Diabetes is a condition in which the body is unable to properly use and store glucose, a form of sugar meant to be used by the body for energy to perform various bodily functions. As a result, this sugar accumulates in the bloodstream and causes one’s blood sugar level to rise to higher than normal levels. This can cause many complications throughout the body, especially in the eyes.
Comprehensive eye exams at least once a year minimizes the risk of diabetes related eye conditions going undetected and untreated.
Dr. Joseph Convertino in North Fort Myers, Florida states, “Diabetes is the leading cause of blindness in adults in their 20s and mid 70s. 4.2 million diabetes patients in the United States between 2005 and 2008 developed a serious diabetes related eye condition called diabetic retinopathy. This is an eye condition in which high blood sugar levels cause blood vessels in the eye to begin leaking fluids or to become completely closed off. Left untreated, diabetic retinopathy can cause severe vision loss or even blindness. People diagnosed with diabetes have also proven to be at increased risk of glaucoma and early development of cataracts. Despite these risks, 1 in 4 people with diabetes fail to have an annual comprehensive eye exam, leading to irreversible loss of vision and other dire consequences.”
As many diabetes related conditions display no symptoms until significant damage has occurred, early detection is essential.
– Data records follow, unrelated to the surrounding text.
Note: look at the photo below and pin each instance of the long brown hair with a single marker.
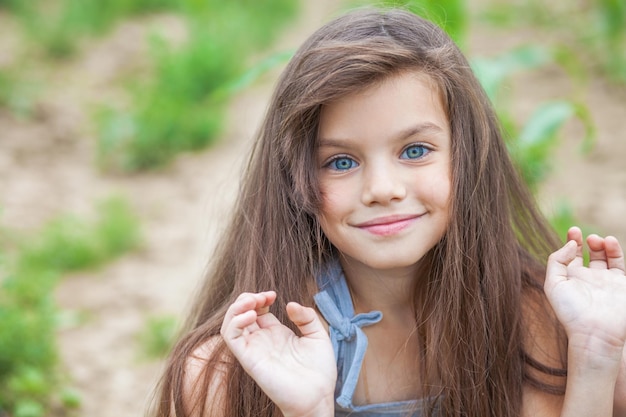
(469, 306)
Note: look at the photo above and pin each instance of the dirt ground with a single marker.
(47, 167)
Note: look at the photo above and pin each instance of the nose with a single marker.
(382, 184)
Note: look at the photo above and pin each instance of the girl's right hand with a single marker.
(298, 373)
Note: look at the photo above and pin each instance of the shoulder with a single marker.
(204, 385)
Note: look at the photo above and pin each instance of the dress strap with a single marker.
(348, 330)
(346, 334)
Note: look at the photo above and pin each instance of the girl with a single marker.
(384, 258)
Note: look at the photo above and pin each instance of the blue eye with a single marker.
(414, 152)
(342, 163)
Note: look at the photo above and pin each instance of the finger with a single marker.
(307, 321)
(558, 262)
(597, 252)
(268, 297)
(245, 303)
(574, 233)
(238, 326)
(614, 254)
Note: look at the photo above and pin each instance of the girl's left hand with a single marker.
(590, 302)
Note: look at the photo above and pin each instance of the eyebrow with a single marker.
(426, 127)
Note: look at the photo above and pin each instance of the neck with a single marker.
(389, 291)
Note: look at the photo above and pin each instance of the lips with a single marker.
(389, 225)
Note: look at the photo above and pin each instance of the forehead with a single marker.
(398, 102)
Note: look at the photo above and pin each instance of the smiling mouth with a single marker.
(388, 226)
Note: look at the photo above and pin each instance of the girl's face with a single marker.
(384, 172)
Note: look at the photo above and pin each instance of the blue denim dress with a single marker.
(350, 343)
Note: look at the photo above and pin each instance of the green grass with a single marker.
(181, 106)
(30, 377)
(595, 31)
(57, 27)
(158, 336)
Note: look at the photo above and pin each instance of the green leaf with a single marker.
(543, 126)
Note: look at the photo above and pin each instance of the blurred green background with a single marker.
(124, 125)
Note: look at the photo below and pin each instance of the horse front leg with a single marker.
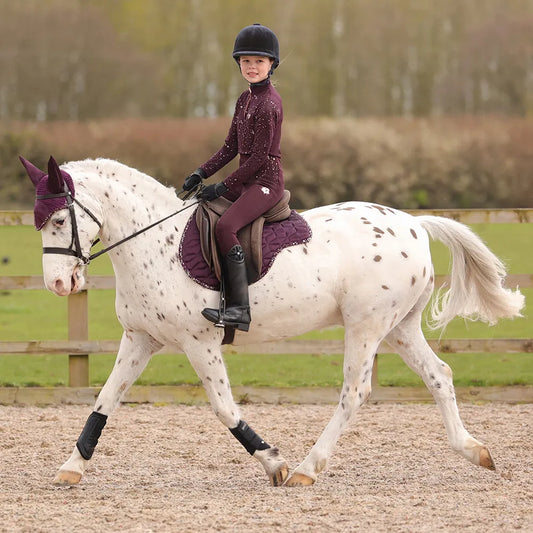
(358, 361)
(135, 351)
(208, 363)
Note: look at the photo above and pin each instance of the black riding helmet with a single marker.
(257, 40)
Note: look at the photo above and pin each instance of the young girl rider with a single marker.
(257, 185)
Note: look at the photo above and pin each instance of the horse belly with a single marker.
(351, 270)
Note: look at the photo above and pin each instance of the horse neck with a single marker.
(127, 199)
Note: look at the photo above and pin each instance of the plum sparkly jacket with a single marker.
(254, 134)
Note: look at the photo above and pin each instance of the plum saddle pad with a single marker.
(276, 236)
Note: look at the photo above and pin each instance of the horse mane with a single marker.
(109, 168)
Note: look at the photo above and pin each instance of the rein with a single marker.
(76, 251)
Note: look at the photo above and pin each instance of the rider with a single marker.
(257, 185)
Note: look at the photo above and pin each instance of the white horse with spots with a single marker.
(367, 268)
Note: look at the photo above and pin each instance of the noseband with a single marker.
(74, 248)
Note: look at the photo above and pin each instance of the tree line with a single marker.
(93, 59)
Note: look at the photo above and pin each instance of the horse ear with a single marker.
(35, 174)
(55, 179)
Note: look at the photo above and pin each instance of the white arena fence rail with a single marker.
(78, 346)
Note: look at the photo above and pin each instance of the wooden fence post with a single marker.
(78, 330)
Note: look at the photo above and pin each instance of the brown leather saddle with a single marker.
(250, 236)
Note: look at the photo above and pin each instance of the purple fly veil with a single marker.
(48, 184)
(56, 183)
(35, 174)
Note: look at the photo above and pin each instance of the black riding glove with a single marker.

Early detection of diabetes related eye conditions is most successful for people who follow their eye optometrist’s recommendation to have a comprehensive dilated eye exam once a year. This specialty eye exam consists of dilating your eye so that the pupil is enlarged, allowing your optometrist a wider window through which to inspect the retina for signs of retinopathy and other eye damage that could be caused by your diabetes. Included in a comprehensive exam is a tonometry test, in which a quick puff of air is blown into your eye or a pressure-sensitive tip is gently placed near or against it. The tonometry test measures your internal eye fluid pressure. If your eye doctor detects that your internal eye fluid pressure is higher than normal, this may be an indication of glaucoma. Statistics show that early detection through a dilated eye exam, timely treatment and appropriate follow-up can reduce your risk of significant vision loss from these conditions by as much as 95%.
Dr. Convertino explains, “If you experience blurry vision, double vision, or one or both of your eyes hurt, it’s recommended you contact your eye doctor immediately. If your eyes get red and stay that way, you feel pressure in your eye, or you consistently see spots or floaters in your vision, these can also be symptoms of an underlying eye problem related to your diabetes.” Although seeing your optometrist with annual check-ups are recommended, there are numerous symptoms that you need to keep an eye out for that indicate that you should not wait for your annual appointment before seeing your eye doctor.